The core of the Secret Congress theory is that on highly salient issues, lawmaking is dominated by the question of which party controls which chambers and by how slim their majorities are. Under these circumstances, polarization is high and compromise is rare. Congress is prone to gridlock, and when solutions pass, they pass on a near party line.
Highly salient successes tend to be the most famous legislative achievements of a president’s term (the ACA for Obama, the TCJA for Trump, the ARP for Biden).
Highly salient failures tend to be what people point to when they call Congress gridlocked: the 2013 Manchin-Toomey background checks bill, Comprehensive Immigration Reform, the American Health Care Act, the Dream Act, etc.
But while these highly salient issues are the subject of heated debate in Regular Congress, Secret Congress keeps plugging away in obscurity.

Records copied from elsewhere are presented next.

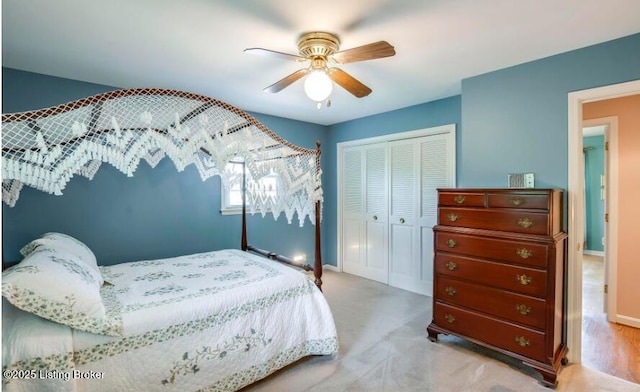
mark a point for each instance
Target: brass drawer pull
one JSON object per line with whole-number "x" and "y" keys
{"x": 523, "y": 279}
{"x": 525, "y": 222}
{"x": 522, "y": 341}
{"x": 459, "y": 199}
{"x": 451, "y": 265}
{"x": 524, "y": 253}
{"x": 523, "y": 309}
{"x": 517, "y": 201}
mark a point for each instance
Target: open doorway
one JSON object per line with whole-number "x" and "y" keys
{"x": 579, "y": 254}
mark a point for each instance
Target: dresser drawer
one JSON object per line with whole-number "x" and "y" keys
{"x": 510, "y": 337}
{"x": 503, "y": 276}
{"x": 490, "y": 248}
{"x": 525, "y": 201}
{"x": 494, "y": 219}
{"x": 504, "y": 304}
{"x": 461, "y": 199}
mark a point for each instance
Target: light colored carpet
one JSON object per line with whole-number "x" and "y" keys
{"x": 384, "y": 347}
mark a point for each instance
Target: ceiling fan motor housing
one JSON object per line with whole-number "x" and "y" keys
{"x": 318, "y": 44}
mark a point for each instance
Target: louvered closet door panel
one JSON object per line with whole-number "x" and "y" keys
{"x": 437, "y": 160}
{"x": 403, "y": 191}
{"x": 352, "y": 210}
{"x": 376, "y": 214}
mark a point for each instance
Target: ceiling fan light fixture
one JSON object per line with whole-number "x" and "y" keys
{"x": 317, "y": 85}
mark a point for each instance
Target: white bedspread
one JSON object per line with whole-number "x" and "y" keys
{"x": 214, "y": 321}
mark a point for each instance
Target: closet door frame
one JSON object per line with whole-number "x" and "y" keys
{"x": 449, "y": 129}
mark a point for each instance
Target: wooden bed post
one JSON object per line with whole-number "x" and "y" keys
{"x": 244, "y": 245}
{"x": 317, "y": 266}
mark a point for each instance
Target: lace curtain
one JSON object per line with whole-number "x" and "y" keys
{"x": 44, "y": 149}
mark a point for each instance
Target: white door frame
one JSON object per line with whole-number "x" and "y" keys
{"x": 448, "y": 129}
{"x": 576, "y": 218}
{"x": 610, "y": 134}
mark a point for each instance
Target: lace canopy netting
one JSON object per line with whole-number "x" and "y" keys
{"x": 44, "y": 149}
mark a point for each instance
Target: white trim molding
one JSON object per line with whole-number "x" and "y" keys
{"x": 626, "y": 320}
{"x": 576, "y": 214}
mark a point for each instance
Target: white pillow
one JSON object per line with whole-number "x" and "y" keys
{"x": 68, "y": 244}
{"x": 57, "y": 285}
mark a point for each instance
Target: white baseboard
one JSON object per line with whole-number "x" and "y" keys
{"x": 594, "y": 253}
{"x": 626, "y": 320}
{"x": 330, "y": 267}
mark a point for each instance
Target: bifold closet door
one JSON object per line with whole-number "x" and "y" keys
{"x": 417, "y": 168}
{"x": 364, "y": 212}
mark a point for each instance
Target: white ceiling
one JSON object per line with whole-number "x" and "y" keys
{"x": 197, "y": 45}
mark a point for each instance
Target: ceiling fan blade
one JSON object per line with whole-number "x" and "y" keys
{"x": 273, "y": 53}
{"x": 371, "y": 51}
{"x": 348, "y": 82}
{"x": 286, "y": 81}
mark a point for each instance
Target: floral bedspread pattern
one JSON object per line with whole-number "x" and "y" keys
{"x": 214, "y": 321}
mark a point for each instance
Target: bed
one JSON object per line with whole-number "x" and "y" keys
{"x": 214, "y": 321}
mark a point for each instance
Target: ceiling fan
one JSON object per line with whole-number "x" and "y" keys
{"x": 321, "y": 50}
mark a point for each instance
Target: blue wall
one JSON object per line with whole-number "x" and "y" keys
{"x": 157, "y": 213}
{"x": 516, "y": 119}
{"x": 593, "y": 169}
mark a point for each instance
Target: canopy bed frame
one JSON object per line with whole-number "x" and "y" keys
{"x": 207, "y": 321}
{"x": 45, "y": 148}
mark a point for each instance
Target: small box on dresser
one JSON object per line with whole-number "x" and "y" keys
{"x": 499, "y": 267}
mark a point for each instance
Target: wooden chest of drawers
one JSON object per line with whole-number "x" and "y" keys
{"x": 499, "y": 273}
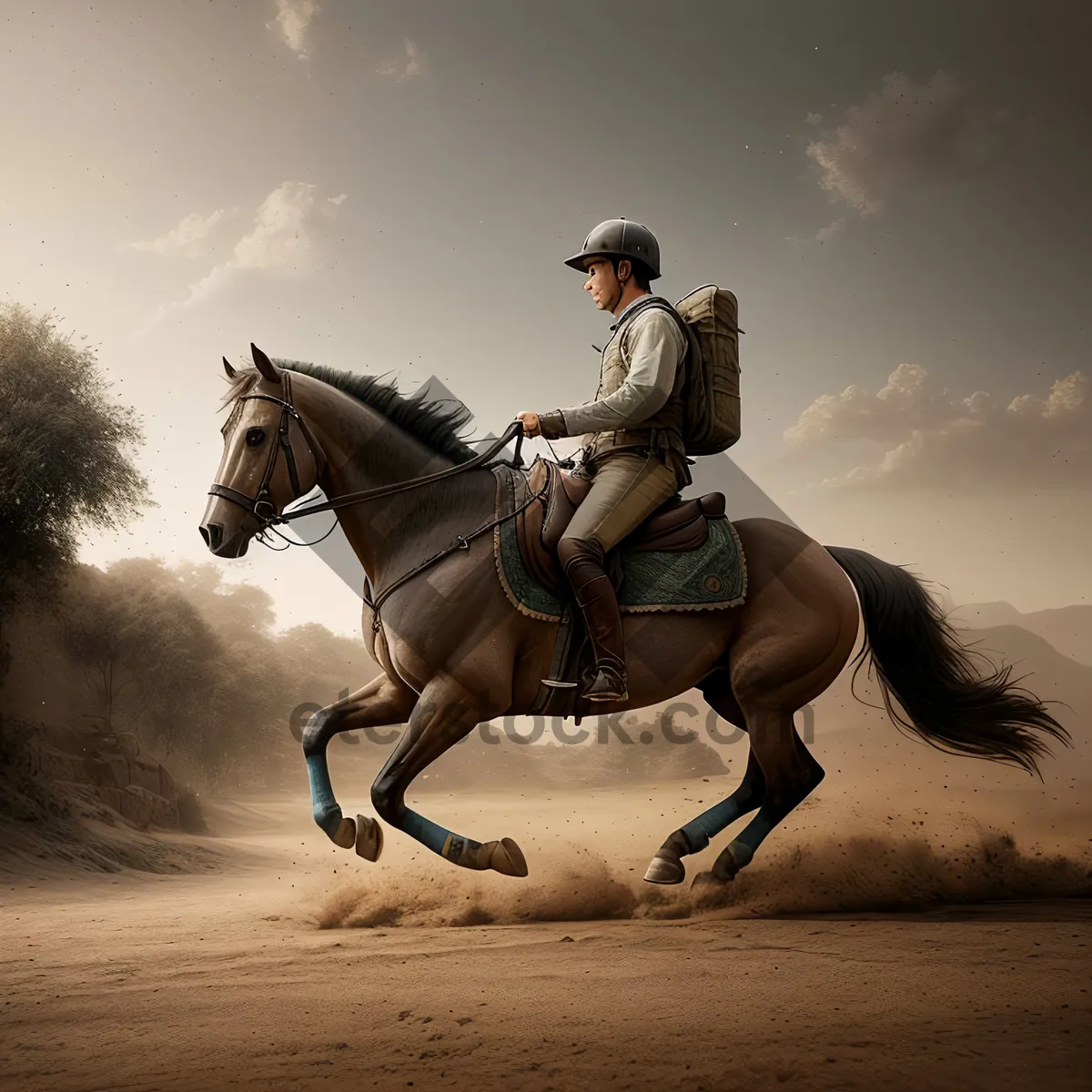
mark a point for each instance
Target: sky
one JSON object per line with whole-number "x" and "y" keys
{"x": 896, "y": 194}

The key is that public attention creates incredibly perverse incentives. Members of the minority (rightly) think that any popular, well-known bill that passes on a bipartisan basis is going to help the standing of the president. David Mayhew’s book “Divided We Govern” studies the 1946-2002 period and finds that periods in which the president and Congress are on opposite sides generate just as much legislation as periods of unified government. Another classic Mayhew book, “Congress: The Electoral Connection,” is about how members of Congress like to win elections. Getting bills passed helps members win re-election by giving them things to take credit for. But in an era where congressional voting is so highly correlated with presidential approval, and primary electorates say they’d rather have members that fight the other party than help their own state, it’s extremely risky for a member of Congress to let an opposite-party president be seen as successful.